This notebook learns the stance of movie reviews posted on imdb and the trained model predicts the stance of the unknown movie reviews.

In [None]:
!pip install datasets
from datasets import load_dataset, load_metric

task = "imdb"

dataset = load_dataset(task)

print(dataset)

In [None]:

metric = load_metric("accuracy")

metric.compute(predictions=[0,0,1,1], references=[0,1,1,1])

Downloading builder script:   0%|          | 0.00/1.41k [00:00<?, ?B/s]

{'accuracy': 0.75}

In [None]:

splitted_datasets = dataset["train"].train_test_split(test_size=0.3)
print(splitted_datasets)

DatasetDict({
    train: Dataset({
        features: ['text', 'label'],
        num_rows: 17500
    })
    test: Dataset({
        features: ['text', 'label'],
        num_rows: 7500
    })
})


In [None]:
# !pip install transformers
from transformers import AutoTokenizer

model_checkpoint = "distilbert-base-uncased"

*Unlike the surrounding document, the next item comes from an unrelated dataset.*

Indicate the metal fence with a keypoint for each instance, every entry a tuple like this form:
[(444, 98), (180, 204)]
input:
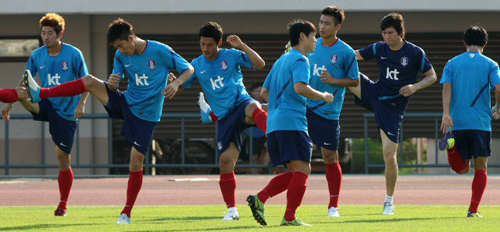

# use_fast: Whether or not to try to load the fast version of the tokenizer.
# Most of the tokenizers are available in two flavors: a full python
# implementation and a “Fast” implementation based on the Rust library 🤗 Tokenizers.
# The “Fast” implementations allows a significant speed-up in particular
# when doing batched tokenization, and additional methods to map between the
# original string (character and words) and the token space.
tokenizer = AutoTokenizer.from_pretrained(model_checkpoint, use_fast=True)

tokenizer(["Hello, this one sentence!"])

In [None]:
def preprocess_function_batch(examples):
    # truncation=True: truncate to the maximum acceptable input length for
    # the model. 
    return tokenizer(examples["text"], truncation=True)

# batched=True: use this if you have a mapped function which can efficiently
# handle batches of inputs like the tokenizer
splitted_datasets_encoded = splitted_datasets.map(preprocess_function_batch, batched=True)

  0%|          | 0/18 [00:00<?, ?ba/s]

  0%|          | 0/8 [00:00<?, ?ba/s]

In [None]:
# !pip install transformers

from transformers import TrainingArguments, Trainer
from transformers import AutoModelForSequenceClassification

# num_labels: number of labels to use in the last layer added to the model,
# typically for a classification task.

# The AutoModelForSequenceClassification class loads the
# DistilBertForSequenceClassification class as underlying model. Since 
# AutoModelForSequenceClassification doesn't accept the parameter 'num_labels', 
# it is passed to the underlying class DistilBertForSequenceClassification, which
# accepts it.

model = AutoModelForSequenceClassification.from_pretrained(model_checkpoint, num_labels=2).cuda()

Downloading:   0%|          | 0.00/256M [00:00<?, ?B/s]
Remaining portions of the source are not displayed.